One day while sitting in Gram’s yard Paul came bouncing over, in his clean little shorts, t-shirt and tennis shoes… looking like a JC Penny’s advertisement model. We’d sit and play (with trucks, cars, or marbles… or whatever) for hours until his mother called him in to make the “red Kool-Aid” for dinner. And afterwards he would return with red-dyed fingertips.  Over the next year and a half, we became inseparable, until my Mom remarried, and we moved to “the county.”  But whenever I came to Gram’s I needed to see him (or Vicki my bestie across the street.) And then one day… like bam! the Military snatched  his family away to California, Essex Place was never the same again. Man! I was crushed. Unexpectedly, about 3 years later, Gram received a letter for me from San Diego, it was Paul. And that started a 4 year long-distance love affair lived out through 6 to7 page letters. We did everything together, travel, sports, hobbies, and dream… and we eventually began to plan our future, complete with a picket fence and 3 kids.    

Aww shucks and then my family relocated to Cali and all I could think of was seeing Paul again. When the invite came to spend the day (and night) at the Landers’ house I was ecstatic… but a little weirded out (who does that?). I saw Paul waiting outside as we pulled up, as soon as the car stopped rolling I jumped out and we ran into each other’s arms,  It was like a movie, lol. We made ourselves scarce and spent the entire day just catching up and kissing. At bedtime I retreated to his room and he to the couch downstairs. Everything was very innocent. Laying in his bed our letters came to life… I was in his world now.  The ceiling was like a night sky filled with stars and glowing planes hanging from stings. I was felt closer to him then ever, and as I drifted off to sleep feeling warm, safe... and loved.
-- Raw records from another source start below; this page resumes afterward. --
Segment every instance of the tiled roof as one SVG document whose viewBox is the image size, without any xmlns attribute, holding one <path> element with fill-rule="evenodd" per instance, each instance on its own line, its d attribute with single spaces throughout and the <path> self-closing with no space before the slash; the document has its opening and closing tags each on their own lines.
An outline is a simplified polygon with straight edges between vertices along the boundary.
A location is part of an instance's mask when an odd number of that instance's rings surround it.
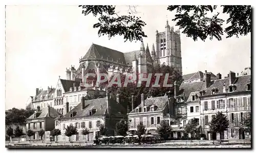
<svg viewBox="0 0 256 153">
<path fill-rule="evenodd" d="M 198 95 L 198 97 L 197 99 L 195 99 L 195 100 L 194 101 L 192 101 L 192 96 L 195 96 L 196 95 Z M 195 102 L 195 101 L 200 101 L 200 100 L 199 99 L 199 96 L 200 96 L 200 93 L 199 92 L 192 92 L 190 93 L 189 96 L 188 97 L 188 98 L 187 98 L 187 102 L 191 102 L 191 101 L 193 101 L 193 102 Z M 196 97 L 195 97 L 196 98 Z"/>
<path fill-rule="evenodd" d="M 117 103 L 115 99 L 111 99 L 110 101 L 110 112 L 111 115 L 125 115 L 126 110 L 120 104 Z M 89 111 L 95 110 L 96 112 L 89 116 Z M 70 114 L 76 112 L 76 114 L 73 118 L 93 117 L 104 115 L 106 113 L 107 101 L 106 97 L 94 99 L 85 101 L 85 108 L 82 109 L 82 102 L 78 104 L 71 111 L 62 116 L 61 119 L 70 118 Z"/>
<path fill-rule="evenodd" d="M 180 94 L 184 92 L 185 100 L 186 101 L 192 92 L 199 92 L 202 89 L 204 89 L 205 83 L 201 82 L 194 82 L 192 83 L 183 83 L 180 86 Z"/>
<path fill-rule="evenodd" d="M 165 105 L 168 103 L 168 96 L 157 97 L 154 98 L 150 98 L 145 99 L 144 106 L 149 107 L 152 105 L 157 106 L 157 109 L 155 111 L 163 111 L 165 107 Z M 141 103 L 138 106 L 136 107 L 135 109 L 130 112 L 130 113 L 136 112 L 136 108 L 141 107 Z"/>
<path fill-rule="evenodd" d="M 129 65 L 131 65 L 132 64 L 133 61 L 134 60 L 134 54 L 135 54 L 136 59 L 138 60 L 139 59 L 139 53 L 140 51 L 135 51 L 127 53 L 123 53 L 123 56 L 124 56 L 124 58 L 125 59 L 126 63 Z M 128 64 L 129 63 L 129 64 Z"/>
<path fill-rule="evenodd" d="M 39 113 L 40 113 L 40 115 L 37 117 L 36 117 L 36 119 L 44 118 L 49 117 L 53 118 L 55 118 L 57 117 L 58 117 L 58 116 L 59 116 L 59 115 L 60 115 L 60 116 L 62 115 L 61 114 L 58 112 L 53 107 L 50 107 L 50 115 L 49 115 L 48 112 L 48 112 L 48 107 L 42 108 L 40 110 Z M 34 114 L 35 114 L 35 113 L 34 113 L 32 115 L 30 116 L 27 119 L 27 120 L 30 120 L 30 119 L 35 119 L 35 118 L 34 118 L 35 116 L 34 115 Z"/>
<path fill-rule="evenodd" d="M 65 92 L 69 91 L 70 88 L 74 86 L 74 83 L 75 83 L 75 85 L 76 86 L 80 85 L 80 81 L 60 79 L 60 82 L 61 82 Z"/>
<path fill-rule="evenodd" d="M 123 53 L 106 47 L 93 43 L 83 57 L 86 58 L 104 59 L 126 64 Z"/>
<path fill-rule="evenodd" d="M 233 84 L 234 84 L 236 86 L 237 89 L 233 92 L 240 92 L 247 91 L 246 84 L 248 83 L 248 80 L 250 79 L 250 75 L 237 76 L 236 80 L 233 83 Z M 230 85 L 229 78 L 211 81 L 210 85 L 207 88 L 204 95 L 206 96 L 211 95 L 211 89 L 214 88 L 217 88 L 219 90 L 218 93 L 216 93 L 215 95 L 223 94 L 224 82 L 226 90 L 226 92 L 228 93 L 228 86 Z"/>
</svg>

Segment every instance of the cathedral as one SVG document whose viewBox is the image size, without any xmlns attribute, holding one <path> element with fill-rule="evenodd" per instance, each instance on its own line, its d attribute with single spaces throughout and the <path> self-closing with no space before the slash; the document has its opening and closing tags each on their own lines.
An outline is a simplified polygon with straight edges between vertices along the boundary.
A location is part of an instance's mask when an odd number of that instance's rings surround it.
<svg viewBox="0 0 256 153">
<path fill-rule="evenodd" d="M 156 45 L 153 43 L 150 51 L 148 45 L 141 42 L 139 50 L 122 53 L 93 43 L 87 53 L 79 59 L 79 66 L 67 69 L 67 79 L 81 79 L 87 73 L 137 74 L 150 73 L 158 64 L 172 66 L 182 72 L 180 35 L 179 30 L 174 31 L 166 21 L 165 31 L 156 30 Z"/>
</svg>

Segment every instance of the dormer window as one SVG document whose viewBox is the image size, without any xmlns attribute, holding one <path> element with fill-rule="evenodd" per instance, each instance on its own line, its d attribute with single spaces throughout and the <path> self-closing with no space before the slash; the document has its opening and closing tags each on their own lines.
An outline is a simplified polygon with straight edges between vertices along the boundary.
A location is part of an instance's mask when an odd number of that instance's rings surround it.
<svg viewBox="0 0 256 153">
<path fill-rule="evenodd" d="M 251 90 L 251 84 L 247 84 L 247 90 Z"/>
<path fill-rule="evenodd" d="M 215 95 L 217 93 L 218 93 L 219 90 L 216 88 L 214 88 L 211 90 L 211 95 Z"/>
</svg>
BUT IN THE MORNING… the Mothers summonsed us to the kitchen for a little chat. Thinking that was odd, holding hands we shrugged it off and entered the room. Mrs. Landers began by saying, “At first I thought this was Puppy-love but now that I see you together, I realize it’s  much more than that.” (I wonder if she knew that we had our future together already planned out?) “I don’t know if I can have this… He’s my baby boy and he has plans to become an Aeronautical Engineer like his father.” And my mother just nodded. I can’t remember the sequence now but afterward we ran off to spend the last remaining hours together before I had to leave. In the following weeks the letters began to trickle in, and I just  knew something was wrong.  And then he called: “It’s not you, it’s me …” he said, and my world came crashing down. I cried for weeks. And then I remembered the intervention and his mother words, “I don’t think I can have this…” After a brief depression I fell in love with Kip McGee. But the gaping hole remained …
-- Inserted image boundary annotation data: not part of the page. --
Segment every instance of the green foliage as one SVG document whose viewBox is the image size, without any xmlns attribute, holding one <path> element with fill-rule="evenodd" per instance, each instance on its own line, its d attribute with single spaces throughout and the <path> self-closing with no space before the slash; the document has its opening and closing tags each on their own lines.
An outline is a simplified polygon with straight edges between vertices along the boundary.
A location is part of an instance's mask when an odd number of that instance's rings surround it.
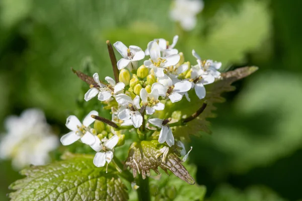
<svg viewBox="0 0 302 201">
<path fill-rule="evenodd" d="M 71 157 L 45 166 L 32 166 L 21 171 L 26 177 L 10 187 L 12 200 L 125 200 L 125 187 L 111 166 L 97 168 L 92 157 Z"/>
</svg>

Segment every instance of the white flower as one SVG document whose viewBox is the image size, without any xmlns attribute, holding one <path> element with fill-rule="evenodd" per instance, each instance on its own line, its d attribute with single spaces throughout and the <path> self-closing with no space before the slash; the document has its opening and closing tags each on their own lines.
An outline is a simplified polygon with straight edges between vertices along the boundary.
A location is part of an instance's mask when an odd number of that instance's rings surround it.
<svg viewBox="0 0 302 201">
<path fill-rule="evenodd" d="M 165 104 L 161 103 L 159 100 L 159 91 L 156 88 L 152 90 L 150 93 L 148 93 L 145 88 L 142 88 L 139 95 L 142 105 L 146 106 L 147 115 L 153 114 L 156 110 L 163 110 L 165 109 Z"/>
<path fill-rule="evenodd" d="M 158 41 L 160 49 L 161 52 L 163 53 L 163 56 L 178 53 L 178 50 L 176 49 L 174 49 L 174 47 L 175 47 L 176 43 L 177 43 L 177 41 L 178 41 L 178 35 L 176 35 L 173 37 L 172 44 L 170 45 L 169 45 L 169 41 L 166 41 L 163 38 L 154 39 L 154 41 L 155 42 Z M 146 55 L 149 55 L 150 54 L 148 49 L 146 49 L 145 50 L 145 54 Z"/>
<path fill-rule="evenodd" d="M 161 49 L 158 43 L 151 41 L 148 43 L 148 50 L 150 59 L 143 62 L 143 65 L 153 68 L 155 75 L 158 77 L 165 75 L 164 70 L 170 66 L 176 65 L 180 59 L 178 54 L 172 54 L 167 57 L 161 57 Z"/>
<path fill-rule="evenodd" d="M 95 97 L 98 93 L 98 98 L 101 101 L 107 100 L 114 94 L 122 92 L 125 84 L 119 82 L 115 84 L 115 81 L 110 77 L 107 76 L 105 79 L 109 83 L 107 86 L 100 82 L 99 75 L 95 73 L 93 75 L 93 78 L 98 84 L 97 86 L 93 86 L 88 91 L 85 93 L 84 99 L 88 101 Z"/>
<path fill-rule="evenodd" d="M 149 119 L 148 121 L 154 125 L 162 128 L 159 138 L 159 142 L 160 143 L 163 143 L 166 142 L 167 144 L 170 147 L 174 145 L 174 137 L 172 134 L 172 131 L 169 126 L 163 125 L 164 120 L 155 118 Z"/>
<path fill-rule="evenodd" d="M 17 170 L 30 164 L 45 165 L 50 159 L 48 153 L 59 145 L 43 112 L 38 109 L 26 110 L 20 117 L 9 117 L 5 127 L 7 133 L 0 140 L 0 158 L 12 159 Z"/>
<path fill-rule="evenodd" d="M 201 0 L 175 0 L 170 17 L 176 22 L 179 22 L 182 27 L 186 31 L 192 30 L 197 22 L 196 15 L 203 9 L 203 2 Z"/>
<path fill-rule="evenodd" d="M 130 45 L 128 48 L 120 41 L 117 41 L 113 46 L 123 57 L 117 62 L 117 68 L 119 70 L 126 66 L 130 71 L 133 69 L 136 69 L 137 67 L 137 61 L 144 58 L 144 52 L 139 47 Z"/>
<path fill-rule="evenodd" d="M 177 146 L 178 146 L 179 147 L 180 147 L 180 148 L 182 148 L 182 149 L 180 150 L 180 155 L 182 156 L 184 156 L 184 157 L 183 158 L 182 161 L 183 162 L 185 162 L 187 159 L 188 159 L 188 157 L 189 156 L 189 154 L 190 153 L 190 152 L 191 152 L 191 151 L 192 151 L 192 149 L 193 148 L 192 147 L 191 147 L 191 149 L 190 149 L 190 150 L 189 150 L 189 151 L 188 152 L 188 153 L 186 152 L 186 148 L 185 148 L 185 145 L 184 145 L 184 144 L 181 142 L 181 141 L 177 141 Z"/>
<path fill-rule="evenodd" d="M 115 99 L 119 105 L 129 108 L 120 112 L 118 115 L 118 118 L 124 121 L 131 120 L 134 128 L 139 128 L 142 124 L 143 118 L 140 113 L 137 111 L 140 109 L 139 96 L 136 95 L 132 100 L 130 96 L 124 94 L 119 94 L 115 96 Z"/>
<path fill-rule="evenodd" d="M 83 143 L 88 145 L 94 144 L 98 138 L 95 138 L 88 128 L 95 121 L 91 117 L 92 115 L 97 116 L 99 113 L 95 111 L 91 111 L 84 118 L 83 124 L 74 115 L 71 115 L 67 118 L 66 127 L 71 131 L 61 137 L 61 143 L 63 145 L 69 145 L 80 139 Z M 93 148 L 92 147 L 92 148 Z"/>
<path fill-rule="evenodd" d="M 106 162 L 109 163 L 113 158 L 113 152 L 112 149 L 116 146 L 118 142 L 118 137 L 114 135 L 109 139 L 104 142 L 100 145 L 101 150 L 103 151 L 96 153 L 93 159 L 93 164 L 97 167 L 104 167 Z M 107 169 L 106 169 L 107 172 Z"/>
<path fill-rule="evenodd" d="M 183 92 L 188 91 L 192 87 L 191 83 L 188 80 L 182 80 L 173 84 L 172 79 L 167 75 L 159 79 L 159 82 L 152 85 L 151 90 L 158 89 L 160 95 L 168 96 L 172 103 L 181 100 L 185 93 Z"/>
</svg>

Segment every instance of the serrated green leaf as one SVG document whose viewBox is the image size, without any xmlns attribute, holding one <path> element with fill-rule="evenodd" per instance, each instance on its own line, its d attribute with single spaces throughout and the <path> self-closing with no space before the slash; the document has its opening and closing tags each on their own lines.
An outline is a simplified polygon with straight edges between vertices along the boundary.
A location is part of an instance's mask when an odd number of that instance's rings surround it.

It wasn’t until 15 years later that Paul, and I met and had a very vulnerable talk. He listened very patiently, I forgave him and received closure that day. But my secret hopes crashed and burned when his mom invited another girl to the same holiday dinner, he invited me to. He always denied his mom’s involvement in the demise of our relationship… but I felt like this was proof. So, we both went on with our lives. He DID become a rocket scientist, and later married a beautiful German girl and had 3 kids. They’re teenagers today… mine are grown (chuckle chuckle.)

Revisiting Lil Anji (and the PUPPY LOVE situation) I learned… 1) Sometimes God doesn’t answer your prayers the way you want Him to but there is always a good reason why. 2) Perfection is sometimes only skin deep. I thought having 2 parents was better than the life I had. But when I saw how mean/harsh Poppa Landers was to Paul and how controlling his Momma was… I realized every family has dysfunction (but even with brokenness, ya don’t have to treat people like crap!) AND 3) You’ll never be “good enough” for some people no matter how hard you try. Don’t take on their “monkies.” And don’t let their opinions shape who you are. God’s love compels me (each of us) to address our own “monkies,” to FORGIVE, RELEASE and move on. (I AM who i am by the grace of God!)

In closing let me say this about Paul, I am so very proud of him and I am very happy that he’s happy (#friendsforever).